Buffy contre les vampires mérite toutefois qu’on s’y arrête. Ne serait-ce que parce que la série (remarquée pour sa bande-son indé pop-rock, bien« pour les ados ») figure parmi les cent meilleures émissions télé de tous les temps du Time Magazine.
Son auteur, Joss Whedon y voit un mélange de Angela, 15 ans et X-Files, une soupe aux angoisses ados saupoudrée de surnaturel. Vu comme cela, Buffy a détourné tous les codes du teen movie, en une sorte de Beverly Hills gothique. Si Joss Whedon fait dans le fantastique, c’est qu’il a bien compris que ce genre permet paradoxalement d’atteindre l’essence de l’être humain, les personnages se révélant dans des situations surnaturelles, qui les dépassent et leur permettent de se transcender, éventuellement à coups d’effets spéciaux. Ainsi, Buffy (Sarah Michelle Gellar), lycéenne de son état, apprend un jour son hérédité pour le moins chargée : elle fait partie d’une génération d’élues sommées de batailler contre les forces du mal. Bien entendu, ça n’ira pas tout seul : elle devra surmonter de nombreuses embûches avec ses amis, fera l’expérience de quelques drames, qui lui traceront un vrai parcours initiatique au cours duquel elle perdra son innocence et ses illusions. Ça, c’est pour l’emballage « l’adolescence est un long périple au bout duquel apparaît la lumière ». Car au fond, Buffy contre les vampires raconte comment la fin de l’adolescence et les conflits qui en découlent peuvent être envisagés d’une manière politiquement correcte. Brassant des thèmes universels (la perte de l’être cher, la fin de l’amour, la mort, l’amitié, la communication), les problèmes auxquels Buffy doit se frotter sont les mêmes que ceux qui peuvent atteindre les adultes.

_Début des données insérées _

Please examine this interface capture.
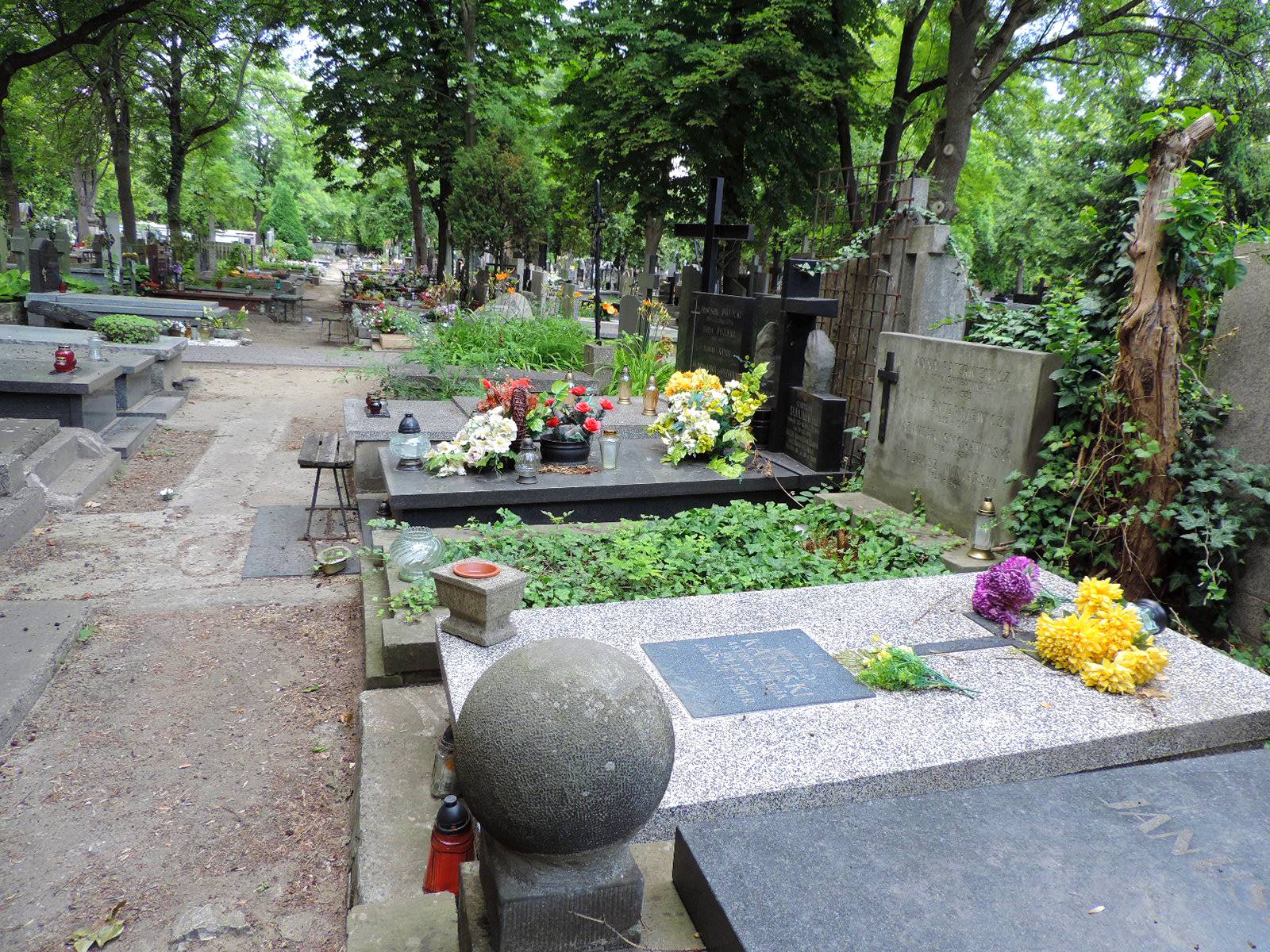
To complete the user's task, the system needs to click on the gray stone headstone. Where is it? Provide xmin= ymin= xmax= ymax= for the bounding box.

Martin Winckler, un des rares analystes des séries télé, décrit Buffy comme « l’épopée d’un groupe d’adolescents face aux démons de la vie » [1] . Si Joss Whedon traite toujours ses personnages comme des adultes, il ajoute qu’un des sujets principaux de Buffy est l’incompréhension des adultes vis-à-vis des ados. Buffy est néanmoins animée d’une solide morale, bien charpentée façon adulte : elle ne suit pas le principe de plaisir (pourtant un cliché ado) et reste toujours mue par un sens du devoir très fort : sauver l’humanité. Et pourtant, Au cours d’un épisode, Joyce interdit à sa fille Buffy de sortir le soir. Persuadée d’incarner la raison, elle lui glisse ironiquement : « Si tu ne sors pas, ce sera la fin du monde ». Pour Winkler, cette phrase résume le message, montre le côté pénible d’être un ado incompris. Incompréhension toujours : un épisode de la saison 4 est presque muet, les personnages, privés de la parole devront y communiquer par d’autres moyens. Le thème de la communication est, bien entendu, au centre de l’histoire Y aurait-il une série ado sans adulte bienveillant mais étouffant ?
A la fin de la scène « Non-non Buffy, tu ne sortiras pas ce soir », Buffy cherche son matériel de Tueuse : elle le trouve sous les jouets de son enfance, une nouvelle métaphore du passage. Reste qu’une fois de plus, les ados sont vus comme des adultes en train de le devenir. Avec une sexualité presque gommée. Dans ce cas de figure, le vampire est très utile. Sa sexualité n’est pas tournée vers le sexe ou la reproduction. Il se contente de boire le sang C’est une sexualité qui gomme tous les clivages, notamment hétéros et homo. Une sexualité qui ne fait pas de mal à une mouche. Politiquement correcte, on vous disait.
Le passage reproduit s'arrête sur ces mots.